Narita M, Ohsawa M, Mizoguchi H, Kamei J, Tseng L F
Department of Anesthesiology, Medical College of Wisconsin, Milwaukee 53226, USA.
Neuroscience. 1997 Jan;76(1):291-8. doi: 10.1016/s0306-4522(96)00354-5.

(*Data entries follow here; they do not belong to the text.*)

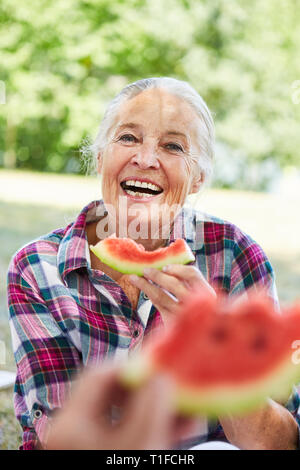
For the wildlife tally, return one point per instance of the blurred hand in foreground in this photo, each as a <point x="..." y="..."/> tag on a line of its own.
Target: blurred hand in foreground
<point x="146" y="418"/>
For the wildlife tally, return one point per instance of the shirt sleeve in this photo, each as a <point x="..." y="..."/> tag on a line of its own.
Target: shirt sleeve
<point x="46" y="360"/>
<point x="251" y="269"/>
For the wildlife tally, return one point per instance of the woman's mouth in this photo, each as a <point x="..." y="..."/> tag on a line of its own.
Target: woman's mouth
<point x="140" y="188"/>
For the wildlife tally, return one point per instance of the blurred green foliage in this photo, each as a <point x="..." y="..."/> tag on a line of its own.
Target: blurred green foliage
<point x="62" y="62"/>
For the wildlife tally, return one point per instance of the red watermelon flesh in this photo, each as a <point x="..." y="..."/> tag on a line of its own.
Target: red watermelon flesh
<point x="129" y="257"/>
<point x="227" y="356"/>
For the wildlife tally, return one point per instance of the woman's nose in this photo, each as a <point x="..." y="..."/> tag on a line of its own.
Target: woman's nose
<point x="146" y="157"/>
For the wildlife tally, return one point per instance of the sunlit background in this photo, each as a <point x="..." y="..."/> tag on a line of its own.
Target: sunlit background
<point x="60" y="64"/>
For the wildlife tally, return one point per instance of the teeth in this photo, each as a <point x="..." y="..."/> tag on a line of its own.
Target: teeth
<point x="137" y="194"/>
<point x="140" y="184"/>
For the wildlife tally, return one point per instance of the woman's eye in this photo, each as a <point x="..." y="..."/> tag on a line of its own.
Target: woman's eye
<point x="174" y="147"/>
<point x="128" y="138"/>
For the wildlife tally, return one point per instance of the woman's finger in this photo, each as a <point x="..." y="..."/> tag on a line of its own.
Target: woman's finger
<point x="162" y="301"/>
<point x="189" y="274"/>
<point x="167" y="282"/>
<point x="148" y="416"/>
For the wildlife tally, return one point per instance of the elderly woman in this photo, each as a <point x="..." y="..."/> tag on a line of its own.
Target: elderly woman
<point x="68" y="310"/>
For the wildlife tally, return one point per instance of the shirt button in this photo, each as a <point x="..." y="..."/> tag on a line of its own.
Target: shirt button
<point x="37" y="414"/>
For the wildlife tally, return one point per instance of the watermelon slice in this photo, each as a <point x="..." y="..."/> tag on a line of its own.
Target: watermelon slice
<point x="224" y="356"/>
<point x="128" y="257"/>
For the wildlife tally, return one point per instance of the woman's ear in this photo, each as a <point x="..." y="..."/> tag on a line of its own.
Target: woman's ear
<point x="99" y="163"/>
<point x="197" y="182"/>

The effects of pretreatment with a protein kinase C activator, phorbol 12,13-dibutyrate, on antinociception induced by i.c.v.-administered mu-opioid receptor agonist (D-Ala2, NMePhe4, Gly(ol)5) enkephalin (DAMGO) or morphine and epsilon-opioid receptor agonist beta-endorphin were studied in male ICR mice. The tail-flick responses were used for antinociceptive tests. I.c.v. pretreatment with phorbol 12,13-dibutyrate (50 pmol) for 30 or 60 but not 10 min attenuated antinociception induced by i.c.v.-administered DAMGO. I.c.v. pretreatment with phorbol 12,13-dibutyrate (10 and 50 pmol) for 60 min caused a dose-dependent attenuation of DAMGO (19.5 pmol)- or morphine (6.0 nmol)-induced antinociception. The dose-response curve for DAMGO-induced antinociception was shifted to the right by 7.3-fold by i.c.v. pretreatment with phorbol 12,13-dibutyrate (50 pmol) for 60 min. However, the i.c.v.-administered beta-endorphin-induced antinociception was not affected by the same pretreatment with phorbol 12,13-dibutyrate. The attenuation of i.c.v.-administered DAMGO- and morphine-induced antinociception by phorbol 12,13-dibutyrate was reversed by concomitant i.c.v. pretreatment with a selective protein kinase C inhibitor calphostin C. These results suggest that activation of protein kinase C by phorbol 12,13-dibutyrate leads to the desensitization of mu-, but not epsilon-opioid receptor-mediated antinociception. These findings also provide additional evidence for differential intracellular modulation on antinociceptive action of mu- and epsilon-opioid receptor agonists.
在雄性ICR小鼠中,研究了用蛋白激酶C激活剂佛波醇12,13 - 二丁酸酯预处理对脑室内注射μ - 阿片受体激动剂(D - Ala2,NMePhe4,Gly(ol)5)脑啡肽(DAMGO)或吗啡以及ε - 阿片受体激动剂β - 内啡肽诱导的镇痛作用的影响。采用甩尾反应进行镇痛测试。脑室内用佛波醇12,13 - 二丁酸酯(50 pmol)预处理30或60分钟(而非10分钟)可减弱脑室内注射DAMGO诱导的镇痛作用。脑室内用佛波醇12,13 - 二丁酸酯(10和50 pmol)预处理60分钟会导致DAMGO(19.5 pmol)或吗啡(6.0 nmol)诱导的镇痛作用呈剂量依赖性减弱。脑室内用佛波醇12,13 - 二丁酸酯(50 pmol)预处理60分钟可使DAMGO诱导的镇痛作用的剂量 - 反应曲线右移7.3倍。然而,脑室内注射β - 内啡肽诱导的镇痛作用不受相同的佛波醇12,13 - 二丁酸酯预处理的影响。佛波醇12,13 - 二丁酸酯对脑室内注射DAMGO和吗啡诱导的镇痛作用的减弱可通过同时脑室内用选择性蛋白激酶C抑制剂钙泊三醇C预处理来逆转。这些结果表明,佛波醇12,13 - 二丁酸酯激活蛋白激酶C会导致μ - 阿片受体介导的镇痛作用脱敏,但不会导致ε - 阿片受体介导的镇痛作用脱敏。这些发现也为μ - 和ε - 阿片受体激动剂的镇痛作用的细胞内差异调节提供了额外证据。